Still, it is terrorism that has affected the polio eradication campaign the most, Xinhua news agency reported.
The latest attack happened on Tuesday in which three people including a health worker and two policemen escorting him were gunned down by unknown militants in the country's northwestern tribal district of North Waziristan. A kid who was receiving polio drops also got injured in the attack.
In a conversation with Xinhua, Bushra Arain, head of the All Pakistan Lady Health Workers association, said that over 120 female health workers and hundreds of police officers have been killed during various polio eradication campaigns across the country with the northwestern Khyber Pakhtunkhwa province being the worst-hit.

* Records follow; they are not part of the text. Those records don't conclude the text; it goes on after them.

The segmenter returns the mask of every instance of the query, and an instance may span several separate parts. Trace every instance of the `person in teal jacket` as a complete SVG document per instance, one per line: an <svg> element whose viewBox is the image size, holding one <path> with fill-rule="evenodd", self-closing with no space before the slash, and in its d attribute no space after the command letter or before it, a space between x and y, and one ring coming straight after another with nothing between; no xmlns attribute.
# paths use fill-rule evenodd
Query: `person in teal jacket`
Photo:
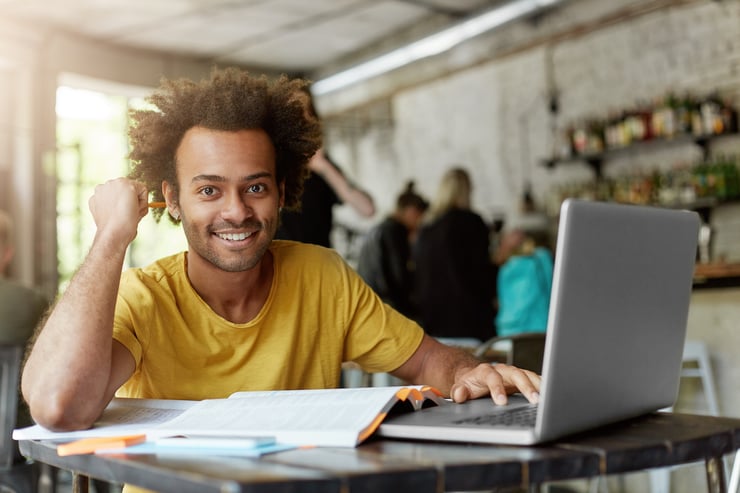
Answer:
<svg viewBox="0 0 740 493"><path fill-rule="evenodd" d="M502 241L499 262L497 335L545 332L553 275L550 250L515 230Z"/></svg>

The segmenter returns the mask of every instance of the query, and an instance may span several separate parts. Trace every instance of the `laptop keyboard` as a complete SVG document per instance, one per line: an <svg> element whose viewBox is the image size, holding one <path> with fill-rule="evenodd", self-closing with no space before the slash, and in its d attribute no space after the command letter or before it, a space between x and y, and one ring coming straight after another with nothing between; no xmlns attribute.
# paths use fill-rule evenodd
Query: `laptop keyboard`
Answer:
<svg viewBox="0 0 740 493"><path fill-rule="evenodd" d="M525 406L512 409L505 412L483 414L472 418L465 418L454 421L460 425L481 425L481 426L516 426L516 427L534 427L537 420L537 406Z"/></svg>

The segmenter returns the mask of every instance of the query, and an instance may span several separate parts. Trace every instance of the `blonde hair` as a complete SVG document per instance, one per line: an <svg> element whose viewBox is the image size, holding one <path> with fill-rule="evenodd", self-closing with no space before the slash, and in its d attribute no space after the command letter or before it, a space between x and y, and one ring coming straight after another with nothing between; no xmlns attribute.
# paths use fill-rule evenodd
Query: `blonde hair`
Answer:
<svg viewBox="0 0 740 493"><path fill-rule="evenodd" d="M461 168L450 168L442 176L437 195L432 200L430 219L436 219L450 209L470 209L472 185L470 175Z"/></svg>

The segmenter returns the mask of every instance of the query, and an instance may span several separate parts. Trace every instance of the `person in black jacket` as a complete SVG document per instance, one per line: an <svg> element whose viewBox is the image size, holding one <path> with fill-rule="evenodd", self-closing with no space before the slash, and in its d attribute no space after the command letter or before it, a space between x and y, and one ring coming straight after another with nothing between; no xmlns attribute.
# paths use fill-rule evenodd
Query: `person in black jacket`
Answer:
<svg viewBox="0 0 740 493"><path fill-rule="evenodd" d="M496 335L489 228L470 210L471 188L465 169L445 173L414 249L421 326L437 338Z"/></svg>
<svg viewBox="0 0 740 493"><path fill-rule="evenodd" d="M318 120L308 88L298 93L311 118ZM284 209L276 239L294 240L331 248L334 206L347 204L362 217L375 214L372 196L345 176L332 158L319 149L308 162L309 174L303 182L300 206Z"/></svg>
<svg viewBox="0 0 740 493"><path fill-rule="evenodd" d="M357 263L357 272L383 301L412 319L411 242L428 206L409 182L393 214L367 233Z"/></svg>

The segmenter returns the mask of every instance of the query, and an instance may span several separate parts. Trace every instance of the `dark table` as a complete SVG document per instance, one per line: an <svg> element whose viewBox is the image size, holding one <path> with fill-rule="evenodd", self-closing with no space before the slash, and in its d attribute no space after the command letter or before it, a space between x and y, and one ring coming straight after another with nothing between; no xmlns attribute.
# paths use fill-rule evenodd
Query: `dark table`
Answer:
<svg viewBox="0 0 740 493"><path fill-rule="evenodd" d="M536 447L373 437L357 448L291 450L260 459L156 455L59 457L53 444L23 441L27 456L87 478L163 492L404 493L515 487L705 461L711 493L725 493L722 457L740 448L740 419L653 413ZM734 492L733 492L734 493Z"/></svg>

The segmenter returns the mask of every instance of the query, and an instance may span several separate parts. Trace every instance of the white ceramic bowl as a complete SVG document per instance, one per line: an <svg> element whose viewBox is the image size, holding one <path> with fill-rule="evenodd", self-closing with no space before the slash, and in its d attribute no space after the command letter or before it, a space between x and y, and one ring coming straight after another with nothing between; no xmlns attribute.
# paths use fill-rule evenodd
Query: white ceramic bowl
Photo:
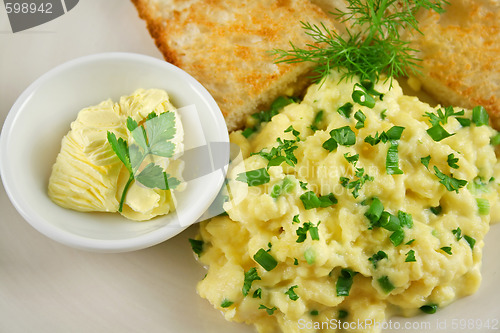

"Extremists also attack the soft target of polio teams to create panic in the area, discouraging the locals from inoculating their kids against the disease," she said.
Arain said that things got better after 2016 when militancy was largely defeated after military operations, but sporadic attacks on the polio teams continued.
According to a recent report by the World Health Organisation, Pakistan is among the four countries where the wild poliovirus retains its grip on infant health, besides Afghanistan, Mozambique, and Malawi.
In 2022, 11 new polio cases have surfaced in Pakistan about 15 months after the country was polio-free, according to the Ministry of Health, which said that North Waziristan district remained the epicenter of the disease where all the 11 cases were reported.
Talking to Xinhua on condition of anonymity, police sources from North Waziristan district said that security measures have been beefed up, and police officers have been directed to conduct search operations in various areas of the district to catch the fugitive militants.
The sources said that attacks on polio teams have caused panic in the area, and the families who were initially interested in having their kids receive polio drops have showed hesitation to allow the access by female health workers.
To control the fast spread of the wild poliovirus in the area, Pakistani Prime Minister Shahbaz Sharif has announced a polio eradication campaign targeting the 25 most vulnerable districts including North Waziristan district.
The recent anti-polio drive kicked off on Monday, and 100,000 trained health workers are taking part in the drive to vaccinate over 12 million children under five in a door-to-door manner.